How about changing it to “I have HD”. Is it a circumstance now? Yes, we have confirmed that it is a fact because we haven’t added any descriptions or observations to it.
We can also quickly check the next box that this circumstance is out of our control. I don't think I need to go into much detail here.
"But Courtney, you said circumstances are neutral. How in the world can that be neutral?"
I am totally with you. Let’s see if there is any way to neutralize this tricky circumstance by using our tools: remove the drama, isolate the facts, and look for another perspective.
So after we edited this circumstance from "I have HD, the most terrible disease in the world" to “I have HD”, it doesn’t have a lot of drama to clean up. Sometimes they still feel emotionally charged even AFTER removing the drama.
Let's go to the next tool.
It is pretty isolate, but we can still try zooming in a little bit to see if that helps neutralize it.
“I have 41 CAG repeats” Circumstance? Yes Neutral? Let's look at it through a few different pairs of eyes and see what happens.
Someone with 41 CAG repeats who just got tested and has 7 grown children is likely to feel differently than someone with 41 repeats without children whose parent had 50 repeats.
So the emotion that might have come up when you heard it initially might loosen its grip a little when you see the variety of responses different people might have to that specific fact. It’s ok if it still isn’t completely neutral, but do you see how it got a little closer?
Just as side note of the importance of zooming in: Notice what happened just now when we paired that circumstance “I have 41 CAG repeats” with another circumstance “I got my test results yesterday” and “I have 7 children above the age of 30”? Now there is mess around that original fact that is really hard to separate out.
Why go through all this trouble analyzing situations and seeing if we can make them neutral?
Remember: making circumstance neutral is not about eliminating all emotion in our lives. Life without emotion would be boring and meaningless. I’m not trying to turn you into robots.
Finding neutral ground to stand on gives us a blank slate to start from as we intentionally create the life we want.
How do you want to feel? How do you want to feel about the irrefutable, out of your control, neutral circumstances in your life?
Peace? Joy? Contentment? Excitement? Sadness? Anger? Grief? Disappointment?
Important to remember that we don’t necessarily want to feel good about everything. That’s not only ok, it’s good and healthy. If you went through life cheerful as can be even when you lose your job, spouse dies, and home floods, your friends and family would be seriously concerned about you and for good reason.
It’s not about being happy about everything that happens, it’s about knowing that you have the CHOICE.

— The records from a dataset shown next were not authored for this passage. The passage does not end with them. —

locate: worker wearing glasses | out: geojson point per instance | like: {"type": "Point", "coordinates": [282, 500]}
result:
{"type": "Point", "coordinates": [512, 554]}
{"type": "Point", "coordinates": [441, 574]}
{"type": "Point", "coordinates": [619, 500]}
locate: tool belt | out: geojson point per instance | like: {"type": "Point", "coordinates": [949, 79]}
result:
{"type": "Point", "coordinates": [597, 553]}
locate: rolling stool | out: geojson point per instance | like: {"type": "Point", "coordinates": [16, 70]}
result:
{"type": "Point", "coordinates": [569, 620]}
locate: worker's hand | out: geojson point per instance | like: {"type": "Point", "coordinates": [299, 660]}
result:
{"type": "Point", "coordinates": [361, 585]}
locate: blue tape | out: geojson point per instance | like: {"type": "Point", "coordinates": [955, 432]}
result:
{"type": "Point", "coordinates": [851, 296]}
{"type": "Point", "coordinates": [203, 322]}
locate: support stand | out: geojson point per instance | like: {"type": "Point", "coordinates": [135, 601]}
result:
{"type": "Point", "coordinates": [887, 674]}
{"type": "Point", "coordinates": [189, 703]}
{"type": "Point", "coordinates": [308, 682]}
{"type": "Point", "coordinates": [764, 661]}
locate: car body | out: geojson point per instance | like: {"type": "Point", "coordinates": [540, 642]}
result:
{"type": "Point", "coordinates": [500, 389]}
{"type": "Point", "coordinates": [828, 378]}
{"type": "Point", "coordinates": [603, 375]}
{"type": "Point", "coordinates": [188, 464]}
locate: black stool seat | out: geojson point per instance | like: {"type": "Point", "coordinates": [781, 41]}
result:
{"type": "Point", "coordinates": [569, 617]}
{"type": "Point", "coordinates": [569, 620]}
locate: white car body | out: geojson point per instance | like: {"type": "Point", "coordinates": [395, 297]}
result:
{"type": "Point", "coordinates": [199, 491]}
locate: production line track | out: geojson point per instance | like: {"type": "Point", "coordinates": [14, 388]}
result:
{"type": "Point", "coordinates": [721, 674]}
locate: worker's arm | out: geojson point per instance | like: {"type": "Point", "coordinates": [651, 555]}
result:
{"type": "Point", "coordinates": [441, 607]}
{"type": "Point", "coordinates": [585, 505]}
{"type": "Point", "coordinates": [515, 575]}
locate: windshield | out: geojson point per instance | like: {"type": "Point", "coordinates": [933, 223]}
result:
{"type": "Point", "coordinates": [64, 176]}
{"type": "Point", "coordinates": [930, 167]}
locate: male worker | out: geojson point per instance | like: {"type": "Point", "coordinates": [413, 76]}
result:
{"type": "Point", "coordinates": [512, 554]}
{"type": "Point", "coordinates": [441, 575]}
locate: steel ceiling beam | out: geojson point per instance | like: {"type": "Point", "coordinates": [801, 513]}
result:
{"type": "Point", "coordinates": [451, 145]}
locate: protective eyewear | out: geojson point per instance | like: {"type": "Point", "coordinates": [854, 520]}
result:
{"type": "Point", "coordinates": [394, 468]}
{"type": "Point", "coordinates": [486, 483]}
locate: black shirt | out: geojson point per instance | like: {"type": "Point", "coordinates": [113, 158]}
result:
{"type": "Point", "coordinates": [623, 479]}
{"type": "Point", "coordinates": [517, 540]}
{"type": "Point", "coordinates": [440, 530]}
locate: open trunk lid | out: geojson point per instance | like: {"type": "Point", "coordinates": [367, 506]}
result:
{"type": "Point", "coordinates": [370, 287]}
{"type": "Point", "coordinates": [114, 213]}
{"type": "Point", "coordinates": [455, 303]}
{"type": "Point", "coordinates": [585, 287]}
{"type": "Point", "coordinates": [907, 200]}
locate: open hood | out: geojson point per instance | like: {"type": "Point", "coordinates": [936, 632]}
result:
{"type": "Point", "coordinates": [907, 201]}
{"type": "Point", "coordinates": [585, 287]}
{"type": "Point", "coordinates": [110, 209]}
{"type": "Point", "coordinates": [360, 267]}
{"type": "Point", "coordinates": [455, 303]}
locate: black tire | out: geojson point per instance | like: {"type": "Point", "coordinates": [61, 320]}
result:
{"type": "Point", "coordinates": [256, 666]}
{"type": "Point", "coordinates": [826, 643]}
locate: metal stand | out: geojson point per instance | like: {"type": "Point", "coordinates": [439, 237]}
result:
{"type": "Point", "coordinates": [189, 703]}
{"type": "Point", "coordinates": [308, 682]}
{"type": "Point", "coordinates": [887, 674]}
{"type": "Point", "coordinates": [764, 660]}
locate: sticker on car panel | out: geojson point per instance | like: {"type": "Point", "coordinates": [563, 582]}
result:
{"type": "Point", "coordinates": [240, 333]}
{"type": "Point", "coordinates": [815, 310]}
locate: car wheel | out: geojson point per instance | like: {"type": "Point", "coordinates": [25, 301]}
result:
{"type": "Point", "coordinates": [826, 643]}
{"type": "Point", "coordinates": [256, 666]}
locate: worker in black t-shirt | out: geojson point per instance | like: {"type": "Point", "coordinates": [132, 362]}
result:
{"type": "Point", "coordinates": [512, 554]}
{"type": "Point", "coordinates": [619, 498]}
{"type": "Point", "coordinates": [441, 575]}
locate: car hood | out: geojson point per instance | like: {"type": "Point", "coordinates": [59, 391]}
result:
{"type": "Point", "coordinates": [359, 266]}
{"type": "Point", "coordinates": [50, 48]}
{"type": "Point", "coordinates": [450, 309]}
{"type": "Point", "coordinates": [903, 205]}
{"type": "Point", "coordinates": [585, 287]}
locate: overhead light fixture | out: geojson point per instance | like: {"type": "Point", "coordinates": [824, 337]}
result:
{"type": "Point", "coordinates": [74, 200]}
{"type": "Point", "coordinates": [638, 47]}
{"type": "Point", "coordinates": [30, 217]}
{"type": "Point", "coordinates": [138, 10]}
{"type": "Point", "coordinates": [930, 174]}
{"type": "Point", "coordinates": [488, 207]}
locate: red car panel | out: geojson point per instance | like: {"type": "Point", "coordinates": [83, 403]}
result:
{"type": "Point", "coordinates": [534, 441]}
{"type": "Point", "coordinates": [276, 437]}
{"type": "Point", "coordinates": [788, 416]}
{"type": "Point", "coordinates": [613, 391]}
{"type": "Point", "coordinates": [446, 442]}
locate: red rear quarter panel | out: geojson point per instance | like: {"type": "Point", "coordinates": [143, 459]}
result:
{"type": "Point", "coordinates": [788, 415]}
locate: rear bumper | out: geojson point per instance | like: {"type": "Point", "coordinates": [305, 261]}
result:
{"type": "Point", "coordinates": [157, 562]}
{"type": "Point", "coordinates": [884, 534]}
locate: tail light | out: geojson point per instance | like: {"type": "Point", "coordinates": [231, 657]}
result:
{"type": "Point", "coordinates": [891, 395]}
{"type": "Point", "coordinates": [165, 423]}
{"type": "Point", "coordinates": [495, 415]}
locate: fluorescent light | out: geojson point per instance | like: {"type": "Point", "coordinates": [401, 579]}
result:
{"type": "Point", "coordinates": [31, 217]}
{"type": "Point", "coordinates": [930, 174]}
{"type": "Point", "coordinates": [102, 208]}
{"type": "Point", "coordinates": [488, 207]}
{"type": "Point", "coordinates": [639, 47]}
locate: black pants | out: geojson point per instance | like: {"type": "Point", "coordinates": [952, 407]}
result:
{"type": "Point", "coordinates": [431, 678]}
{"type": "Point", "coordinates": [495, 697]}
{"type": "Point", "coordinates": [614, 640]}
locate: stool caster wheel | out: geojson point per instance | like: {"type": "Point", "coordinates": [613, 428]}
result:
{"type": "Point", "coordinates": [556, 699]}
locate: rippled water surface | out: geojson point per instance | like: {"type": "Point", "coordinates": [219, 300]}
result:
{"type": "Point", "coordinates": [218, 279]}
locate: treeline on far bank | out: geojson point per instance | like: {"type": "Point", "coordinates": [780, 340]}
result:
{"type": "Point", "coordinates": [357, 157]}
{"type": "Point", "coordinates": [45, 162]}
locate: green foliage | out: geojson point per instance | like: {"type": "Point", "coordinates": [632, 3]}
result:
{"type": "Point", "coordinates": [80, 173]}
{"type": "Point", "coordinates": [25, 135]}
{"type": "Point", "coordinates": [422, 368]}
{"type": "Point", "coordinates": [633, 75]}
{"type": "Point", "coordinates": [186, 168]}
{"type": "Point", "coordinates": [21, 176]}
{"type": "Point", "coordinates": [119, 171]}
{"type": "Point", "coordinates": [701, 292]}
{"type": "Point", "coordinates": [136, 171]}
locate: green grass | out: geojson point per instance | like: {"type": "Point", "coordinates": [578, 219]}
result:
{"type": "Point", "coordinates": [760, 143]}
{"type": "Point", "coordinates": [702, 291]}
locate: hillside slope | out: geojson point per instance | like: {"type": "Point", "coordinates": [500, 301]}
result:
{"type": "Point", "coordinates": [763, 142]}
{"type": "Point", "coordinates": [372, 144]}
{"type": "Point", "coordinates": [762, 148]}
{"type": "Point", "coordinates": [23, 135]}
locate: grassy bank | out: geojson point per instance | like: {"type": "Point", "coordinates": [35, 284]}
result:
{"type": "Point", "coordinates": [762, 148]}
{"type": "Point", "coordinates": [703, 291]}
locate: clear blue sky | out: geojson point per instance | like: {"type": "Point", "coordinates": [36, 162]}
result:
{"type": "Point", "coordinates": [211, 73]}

In the previous episode I talked about why the way we think about things matters. It comes down to the fact that the story we tell ourselves becomes the lens through which all of our life gets filtered. This means that any evidence that contradicts our story gets filtered out and any chances we have to change our story feel less possible to us.
If you are having a hard time seeing a circumstance as being neutral and I ask why, the answer is going to be another thought, not a fact, every time. It is going to be the story that you are telling yourself around the circumstance.
That’s the part that we pick some provable facts out of in order to get started with our work here. But remember: I'm not trying to take your story away from you.
Circumstances: are the facts of the situation. They are indisputable, everyone would agree, you could prove it in court or take a blood test for it.
3 truths about circumstances:
3 tools that will help when a circumstance doesn’t feel neutral:
When we are trying to write our own life story, it is critical to simplify the facts, find ways to remove the drama, take things one circumstance at a time.
Then you can start intentionally deciding what you want that fact to mean about your life, how much power you want to give it, and how you want that fact to impact your life.